Abstraction: Note that these 3 Methods are at a pretty high level of abstraction. You might further ask me how to accomplish the “TakeABus” Method. I’d say something like, “Well, wait for the #1 bus at the ‘Downtown’ bus stop, pay the driver $1, and ride it to the ‘Park’ stop.” These three tasks are known in HTNs as “Subtasks” of the “TakeABus” Method. In HTNs, Methods do what they do by decomposing into Subtasks. Now, this is a pretty complete answer for a human but maybe not if we were talking to a robot. In that case we might need to further decompose the task of “PayTheDriver$1” into something like “Reach into your pocket, grab a $1 bill, hand to driver”. Each of those could further be decomposed until we finally have something a robot could do. The final step of an HTN, the part that actually gets done, is called an “Operator”. How detailed you need to get before you are done (and have an Operator) depends on the kind of system you are building. A big part of designing an HTN model is getting your head around what the right abstractions are.
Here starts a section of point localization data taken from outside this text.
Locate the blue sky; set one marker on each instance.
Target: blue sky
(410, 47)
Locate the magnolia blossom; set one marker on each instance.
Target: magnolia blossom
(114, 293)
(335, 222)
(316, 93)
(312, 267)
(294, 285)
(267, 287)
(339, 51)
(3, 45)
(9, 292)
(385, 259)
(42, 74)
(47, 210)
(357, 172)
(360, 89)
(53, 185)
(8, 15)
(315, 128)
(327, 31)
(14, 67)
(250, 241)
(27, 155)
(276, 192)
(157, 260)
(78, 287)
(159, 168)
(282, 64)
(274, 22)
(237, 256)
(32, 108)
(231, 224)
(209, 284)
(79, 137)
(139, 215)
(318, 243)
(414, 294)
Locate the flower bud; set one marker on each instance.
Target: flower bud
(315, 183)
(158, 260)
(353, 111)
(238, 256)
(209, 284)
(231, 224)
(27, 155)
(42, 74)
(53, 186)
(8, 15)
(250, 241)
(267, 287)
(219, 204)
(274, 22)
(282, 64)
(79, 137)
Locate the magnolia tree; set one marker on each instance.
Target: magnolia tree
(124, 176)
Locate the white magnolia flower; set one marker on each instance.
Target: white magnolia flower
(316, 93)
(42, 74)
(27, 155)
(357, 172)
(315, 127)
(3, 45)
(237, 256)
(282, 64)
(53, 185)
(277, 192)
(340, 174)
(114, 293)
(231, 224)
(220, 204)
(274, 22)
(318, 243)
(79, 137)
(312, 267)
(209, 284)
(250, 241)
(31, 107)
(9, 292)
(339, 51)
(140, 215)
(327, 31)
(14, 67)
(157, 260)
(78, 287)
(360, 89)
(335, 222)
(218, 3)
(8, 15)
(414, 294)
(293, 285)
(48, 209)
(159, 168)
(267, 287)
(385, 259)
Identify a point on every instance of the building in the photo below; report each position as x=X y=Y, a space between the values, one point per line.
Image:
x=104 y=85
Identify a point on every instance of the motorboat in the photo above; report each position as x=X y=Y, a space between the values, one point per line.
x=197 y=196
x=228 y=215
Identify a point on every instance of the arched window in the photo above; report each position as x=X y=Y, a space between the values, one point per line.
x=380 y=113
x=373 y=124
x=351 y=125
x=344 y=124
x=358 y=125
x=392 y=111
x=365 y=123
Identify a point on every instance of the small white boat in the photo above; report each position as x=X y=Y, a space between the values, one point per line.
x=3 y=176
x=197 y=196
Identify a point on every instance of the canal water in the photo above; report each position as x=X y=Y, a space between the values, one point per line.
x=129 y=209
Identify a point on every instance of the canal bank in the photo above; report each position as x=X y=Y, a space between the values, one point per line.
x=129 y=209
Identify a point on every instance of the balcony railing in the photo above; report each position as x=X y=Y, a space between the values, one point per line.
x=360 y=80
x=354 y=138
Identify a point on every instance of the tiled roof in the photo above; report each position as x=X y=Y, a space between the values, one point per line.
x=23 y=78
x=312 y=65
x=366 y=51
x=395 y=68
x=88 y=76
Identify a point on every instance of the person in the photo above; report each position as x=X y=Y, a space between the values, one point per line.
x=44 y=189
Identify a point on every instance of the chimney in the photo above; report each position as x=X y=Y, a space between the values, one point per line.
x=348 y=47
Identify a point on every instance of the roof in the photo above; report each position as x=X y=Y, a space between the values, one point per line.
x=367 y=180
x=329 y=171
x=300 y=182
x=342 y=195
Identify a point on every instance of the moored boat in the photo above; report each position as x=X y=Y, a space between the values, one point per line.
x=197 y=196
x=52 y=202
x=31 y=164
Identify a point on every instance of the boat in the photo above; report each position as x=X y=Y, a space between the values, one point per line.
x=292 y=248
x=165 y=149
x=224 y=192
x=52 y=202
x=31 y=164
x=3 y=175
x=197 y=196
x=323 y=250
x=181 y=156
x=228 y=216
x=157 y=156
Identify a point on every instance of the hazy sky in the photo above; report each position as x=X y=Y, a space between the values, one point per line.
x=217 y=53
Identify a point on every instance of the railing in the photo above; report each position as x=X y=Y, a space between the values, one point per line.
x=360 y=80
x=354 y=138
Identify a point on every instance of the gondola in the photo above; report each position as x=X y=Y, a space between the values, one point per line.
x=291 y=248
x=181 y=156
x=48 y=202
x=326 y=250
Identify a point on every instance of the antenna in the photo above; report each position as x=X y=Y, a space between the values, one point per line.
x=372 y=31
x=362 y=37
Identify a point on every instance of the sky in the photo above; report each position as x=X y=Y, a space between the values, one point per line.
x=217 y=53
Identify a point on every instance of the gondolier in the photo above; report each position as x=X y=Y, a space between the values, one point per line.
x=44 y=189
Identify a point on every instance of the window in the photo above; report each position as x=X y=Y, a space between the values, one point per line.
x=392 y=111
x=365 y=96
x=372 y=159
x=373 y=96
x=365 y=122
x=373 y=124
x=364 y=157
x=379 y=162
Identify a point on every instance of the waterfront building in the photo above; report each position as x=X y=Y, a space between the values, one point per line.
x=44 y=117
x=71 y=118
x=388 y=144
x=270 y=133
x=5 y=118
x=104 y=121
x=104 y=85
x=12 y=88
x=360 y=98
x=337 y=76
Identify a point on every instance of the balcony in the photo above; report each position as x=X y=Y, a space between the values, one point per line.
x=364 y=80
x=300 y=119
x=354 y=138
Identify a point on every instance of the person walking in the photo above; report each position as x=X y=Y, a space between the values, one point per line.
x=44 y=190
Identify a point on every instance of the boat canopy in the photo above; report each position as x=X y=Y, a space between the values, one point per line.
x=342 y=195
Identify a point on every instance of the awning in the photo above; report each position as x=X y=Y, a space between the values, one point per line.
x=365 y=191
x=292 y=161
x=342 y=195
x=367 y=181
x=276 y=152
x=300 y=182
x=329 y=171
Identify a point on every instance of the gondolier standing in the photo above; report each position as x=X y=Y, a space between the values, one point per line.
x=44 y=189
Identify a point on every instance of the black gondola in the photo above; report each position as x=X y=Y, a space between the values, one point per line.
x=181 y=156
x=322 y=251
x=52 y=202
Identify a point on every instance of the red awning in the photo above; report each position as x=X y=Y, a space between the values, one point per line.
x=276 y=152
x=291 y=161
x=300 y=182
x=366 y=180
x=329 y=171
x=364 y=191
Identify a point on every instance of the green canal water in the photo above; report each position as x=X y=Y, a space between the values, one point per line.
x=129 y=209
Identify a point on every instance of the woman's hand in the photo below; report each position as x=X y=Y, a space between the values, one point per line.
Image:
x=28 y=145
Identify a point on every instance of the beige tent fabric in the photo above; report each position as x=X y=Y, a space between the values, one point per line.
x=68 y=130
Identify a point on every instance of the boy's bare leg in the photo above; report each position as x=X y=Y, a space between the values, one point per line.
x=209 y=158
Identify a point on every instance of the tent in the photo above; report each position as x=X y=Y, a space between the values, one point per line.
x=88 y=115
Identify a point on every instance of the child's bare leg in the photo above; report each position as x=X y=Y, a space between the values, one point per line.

So, HTNs have these parts:
State of the world: You are downtown. Taxi fare is $2. Bus fare is $1. Distance from downtown to park is 2Km. Tasks: What can be done abstractly in the world (there may be several ways to do it!): Travel from A to B. Walk from A to B. Pay a Driver X$. Wait for bus A at stop B.
Operators: How to accomplish abstract Tasks when they can “just be done” without further explanation. They actually modify the State of the world. If you are human these might be Operators: Pay the driver $1, Ride #1 bus to the 'Park' stop. If you are a robot, these might be: Move stepper motor forward by 100 steps, turn on spotlight
Methods: How to accomplish abstract Tasks when they involve several steps or more detailed plans. They have a Condition for when they can be used and a set of Subtasks for how to accomplish them: METHOD: "Travel from A to B" CONDITION: the weather is bad and you have bus fare, SUBTASKS: Wait for the bus at the bus stop, pay the driver, and ride it to the stop
The algorithm itself is pretty simple. You start with a Task or Goal list like Go from downtown to the park and an empty Plan list:
I've got a blog series that goes over this in pretty good detail including source code and more examples if you want more detail: https://blog.inductorsoftware.com/blog/htnoverview
Firstly, a hierarchical task network is a parser for a given plan. In the example, the plan:
1 takebus
1.1 gotobus
1.2 buyticket
1.3 sitdown
can be tested against the HTN-network and it will answer the request with: “plan is valid” and “it took 30 minutes to execute”. Another plan which is modified a bit, can also be executed against the HTN-network.
What the planning community around the ICAPS conference is doing, is figuring out, how to build hierarchical task networks. They are often using the Prolog-dialect, PDDL, for creating complex behavior trees. For example, to parse plans about the dock workers robot problem or to parse plans from the blocks world domain.
Secondly, the term hierarchical task network planning is also used if the aim is to find the optimal plan for a given domain. Here we have already the PDDL description and we're interested in finding the shortest plan. This is useful in control-tasks mostly with the aim of autonomous game-playing.
Overall, it is correct to say, that hierarchical task networks are a fundamental building block of every cognitive architecture. It combines disciplines like game AI programming, knowledge engineering and heuristic planning.